Depending on how their OCR works, Mandarin/Japanese->English(/spanish/&c) could be a _lot_ more difficult (thousands of characters to distinguish) and in the case of Japanese the translation a lot trickier (completely different grammar, Mandarin's not so bad though).
This could just be a case of needing to optimize and train their recognizer to deal with a much larger set of possible characters, or it could require implementing kanji-specific OCR techniques like attempting to decompose the characters into their constituent strokes, and recognize based on classification of those strokes (orientation, position, direction).
I would have absolutely no problem reading Japanese or Chinese if it just did a word-for-word translation, romanized all the particles, and expected me to know what they meant (or had a handy feature that explained them when the image was paused). Even so far from actual translation, this would still pass for one of the best things ever.
Of course, guessing the correct word when performing word-for-word translation of hanzi is almost impossible, so even the extremely primitive product I'm thinking of is very difficult.
This is what I was thinking. I don't know about Japanese, but sentence structure in mandarin is pretty much reversed from what it is in romance languages. And so much of character meaning is based on context that outside of common phrases it might be nearly impossible.
On the other hand, an English to Chinese translator might be more doable, and might also be more commercially profitable.
Even an app that converted characters into the most direct meaning could provide insight in a large number of cases into the intended meaning and would be valuable.

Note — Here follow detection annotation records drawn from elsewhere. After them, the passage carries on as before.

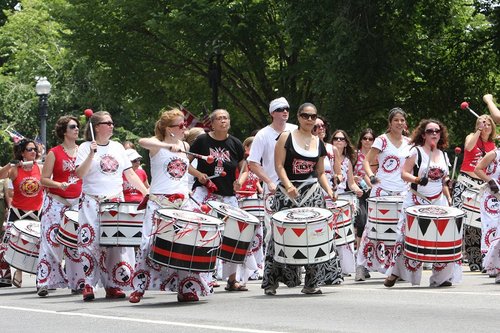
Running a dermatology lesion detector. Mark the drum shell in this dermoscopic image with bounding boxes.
[149,209,222,272]
[4,220,40,274]
[461,188,481,229]
[207,201,260,264]
[271,208,336,265]
[99,202,144,246]
[56,210,78,249]
[367,196,403,246]
[403,205,465,263]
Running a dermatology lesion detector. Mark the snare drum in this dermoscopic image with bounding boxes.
[207,201,260,264]
[403,205,465,262]
[99,202,144,246]
[271,208,334,265]
[239,198,265,220]
[56,210,78,249]
[5,220,40,274]
[367,196,403,246]
[462,188,481,229]
[330,200,355,246]
[149,209,222,272]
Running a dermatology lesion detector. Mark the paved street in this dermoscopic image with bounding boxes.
[0,268,500,333]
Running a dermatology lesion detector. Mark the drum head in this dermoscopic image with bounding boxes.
[14,220,40,238]
[272,206,332,223]
[156,208,222,225]
[207,200,260,224]
[406,205,465,219]
[64,210,78,223]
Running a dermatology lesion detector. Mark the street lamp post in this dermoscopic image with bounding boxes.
[35,76,52,149]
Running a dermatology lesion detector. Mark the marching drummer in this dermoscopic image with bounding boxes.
[0,139,43,288]
[384,119,462,287]
[37,116,84,297]
[354,107,409,281]
[76,111,148,301]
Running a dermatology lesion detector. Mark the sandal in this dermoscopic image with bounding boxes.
[224,280,248,291]
[12,269,23,288]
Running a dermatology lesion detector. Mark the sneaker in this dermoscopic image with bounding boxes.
[106,288,125,299]
[300,287,323,295]
[82,284,95,302]
[354,266,366,281]
[128,291,144,303]
[264,287,276,296]
[37,286,49,297]
[177,293,200,302]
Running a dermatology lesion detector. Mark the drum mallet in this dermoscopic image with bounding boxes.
[83,109,97,153]
[460,102,479,118]
[451,147,462,179]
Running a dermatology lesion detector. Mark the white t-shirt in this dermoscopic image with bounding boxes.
[247,123,297,187]
[409,147,449,197]
[372,134,410,192]
[149,149,189,197]
[75,141,132,196]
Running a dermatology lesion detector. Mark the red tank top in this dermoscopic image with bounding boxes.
[12,163,43,210]
[48,145,82,199]
[460,138,495,172]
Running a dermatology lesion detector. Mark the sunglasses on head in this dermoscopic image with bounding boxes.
[425,128,441,134]
[273,108,290,113]
[168,122,186,129]
[97,121,115,126]
[299,112,318,120]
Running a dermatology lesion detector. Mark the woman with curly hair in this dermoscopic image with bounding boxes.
[384,119,462,287]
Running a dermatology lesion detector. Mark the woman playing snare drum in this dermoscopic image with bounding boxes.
[129,109,213,303]
[76,111,148,301]
[262,103,342,295]
[37,116,84,296]
[384,119,462,287]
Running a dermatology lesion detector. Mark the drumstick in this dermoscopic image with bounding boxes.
[451,147,462,179]
[83,109,97,153]
[207,171,227,179]
[425,142,436,177]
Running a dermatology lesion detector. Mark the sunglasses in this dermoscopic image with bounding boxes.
[168,122,186,129]
[273,108,290,113]
[97,121,115,126]
[425,128,441,134]
[313,124,326,131]
[299,112,318,120]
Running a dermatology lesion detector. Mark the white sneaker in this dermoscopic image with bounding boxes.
[354,266,366,281]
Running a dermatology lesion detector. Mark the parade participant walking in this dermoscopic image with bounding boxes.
[384,119,462,287]
[129,109,213,303]
[76,111,148,301]
[262,103,342,295]
[0,139,43,288]
[331,130,363,275]
[453,115,496,271]
[191,109,248,291]
[37,116,84,296]
[355,108,409,281]
[474,148,500,283]
[123,148,149,202]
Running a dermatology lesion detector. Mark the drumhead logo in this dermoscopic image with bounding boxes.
[382,155,401,173]
[164,157,188,180]
[484,194,499,215]
[19,177,41,198]
[99,154,120,175]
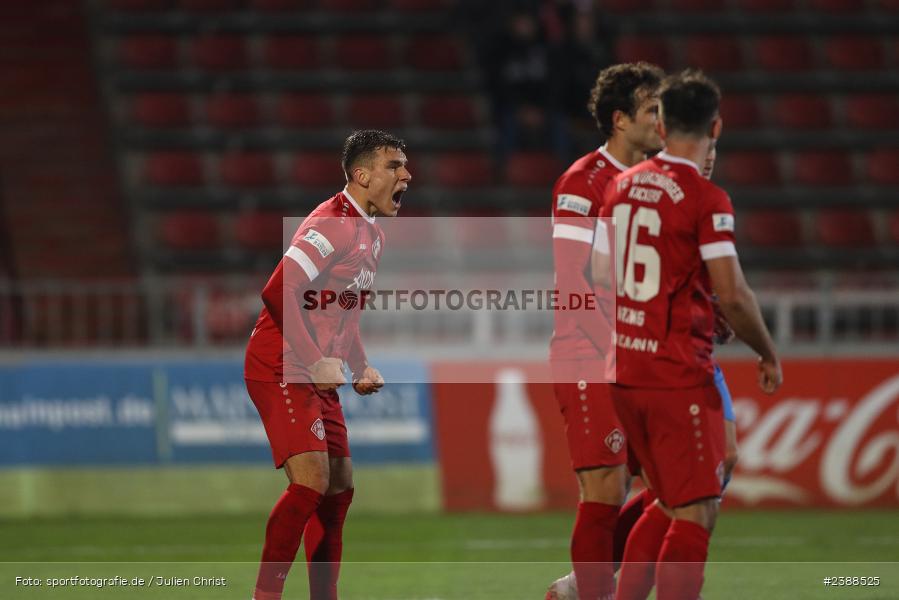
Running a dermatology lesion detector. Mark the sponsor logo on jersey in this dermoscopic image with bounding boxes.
[556,194,592,217]
[309,419,325,440]
[712,213,734,231]
[303,229,334,258]
[606,428,624,454]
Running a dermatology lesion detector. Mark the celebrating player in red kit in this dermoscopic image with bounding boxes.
[546,63,664,600]
[244,130,412,600]
[600,71,782,600]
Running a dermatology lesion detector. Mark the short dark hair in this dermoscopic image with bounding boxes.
[659,69,721,136]
[587,61,665,138]
[340,129,406,180]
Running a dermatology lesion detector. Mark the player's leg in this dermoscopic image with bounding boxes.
[246,380,330,600]
[571,465,629,600]
[547,376,629,600]
[303,393,353,600]
[650,386,725,600]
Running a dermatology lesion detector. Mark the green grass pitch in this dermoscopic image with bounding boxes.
[0,511,899,600]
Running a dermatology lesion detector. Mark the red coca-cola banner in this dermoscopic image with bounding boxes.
[433,358,899,510]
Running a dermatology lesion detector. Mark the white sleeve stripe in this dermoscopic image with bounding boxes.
[553,223,593,245]
[593,220,609,254]
[284,246,318,281]
[699,242,737,260]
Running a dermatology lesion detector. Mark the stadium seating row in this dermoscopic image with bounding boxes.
[602,0,899,14]
[115,33,465,71]
[125,92,899,130]
[105,0,452,12]
[156,208,899,251]
[615,34,899,72]
[140,148,899,188]
[124,92,482,130]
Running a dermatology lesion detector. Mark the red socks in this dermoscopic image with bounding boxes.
[253,483,322,600]
[615,504,672,600]
[656,519,709,600]
[612,488,655,571]
[571,502,619,600]
[303,488,353,600]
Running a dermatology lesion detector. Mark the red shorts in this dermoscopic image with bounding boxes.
[610,385,725,507]
[245,379,350,469]
[553,379,627,471]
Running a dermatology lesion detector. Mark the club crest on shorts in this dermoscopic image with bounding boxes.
[309,419,325,440]
[606,427,624,454]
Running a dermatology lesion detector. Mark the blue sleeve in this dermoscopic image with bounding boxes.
[715,364,734,421]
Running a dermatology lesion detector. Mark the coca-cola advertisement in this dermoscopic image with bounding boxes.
[434,357,899,511]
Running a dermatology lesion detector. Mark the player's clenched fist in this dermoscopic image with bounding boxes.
[353,367,384,396]
[309,357,346,391]
[759,358,783,394]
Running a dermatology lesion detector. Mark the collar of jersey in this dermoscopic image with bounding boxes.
[599,144,628,171]
[343,188,375,223]
[656,150,702,175]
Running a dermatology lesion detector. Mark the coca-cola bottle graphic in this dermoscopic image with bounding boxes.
[489,369,543,510]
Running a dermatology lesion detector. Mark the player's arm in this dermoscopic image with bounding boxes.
[705,253,783,394]
[347,327,384,396]
[262,221,346,390]
[553,186,611,355]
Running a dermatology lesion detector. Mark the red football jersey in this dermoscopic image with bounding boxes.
[550,146,627,360]
[244,190,384,382]
[600,152,737,388]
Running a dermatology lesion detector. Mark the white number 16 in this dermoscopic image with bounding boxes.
[612,204,662,302]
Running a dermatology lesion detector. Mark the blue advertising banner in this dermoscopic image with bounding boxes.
[0,359,434,466]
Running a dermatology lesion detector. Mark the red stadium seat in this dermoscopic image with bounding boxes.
[277,94,334,129]
[318,0,381,12]
[143,152,206,186]
[670,0,727,12]
[599,0,658,13]
[178,0,243,12]
[158,211,220,250]
[713,151,782,186]
[505,152,564,187]
[846,94,899,129]
[262,35,322,70]
[615,36,671,69]
[291,152,346,186]
[219,153,275,188]
[771,94,833,129]
[234,212,284,250]
[815,209,876,247]
[739,210,802,247]
[683,35,743,71]
[419,95,478,129]
[720,94,762,130]
[793,150,853,186]
[249,0,317,12]
[867,148,899,185]
[808,0,864,12]
[131,93,190,127]
[104,0,172,12]
[431,152,494,188]
[388,0,452,12]
[405,35,465,71]
[347,94,406,129]
[191,34,247,71]
[888,210,899,245]
[824,36,886,71]
[737,0,797,12]
[119,35,178,69]
[206,94,260,129]
[755,36,814,71]
[334,35,395,71]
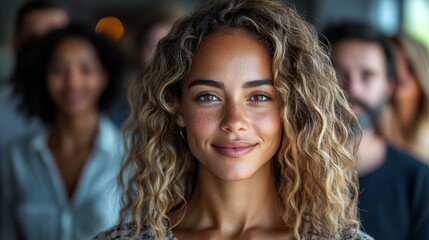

An app that converted from characters to pinyin (a much easier problem) would be gold to someone trying to learn mandarin. I'd easily pay $50 for something with that functionality without it even making an attempt at the english. It's a much smaller market than those trying to understand chinese signs on a vacation, but it's one with a much larger stake and interest in the result.
spot on! I can usually muddle through Spanish and French signs when I travel, but I'm terrified of traveling to China or Japan where the signs are quite a bit more impenetrable.
This could just be a case of needing to optimize and train their recognizer to deal with a much larger set of possible characters, or it could require implementing kanji-specific OCR techniques like attempting to decompose the characters into their constituent strokes, and recognize based on classification of those strokes (orientation, position, direction).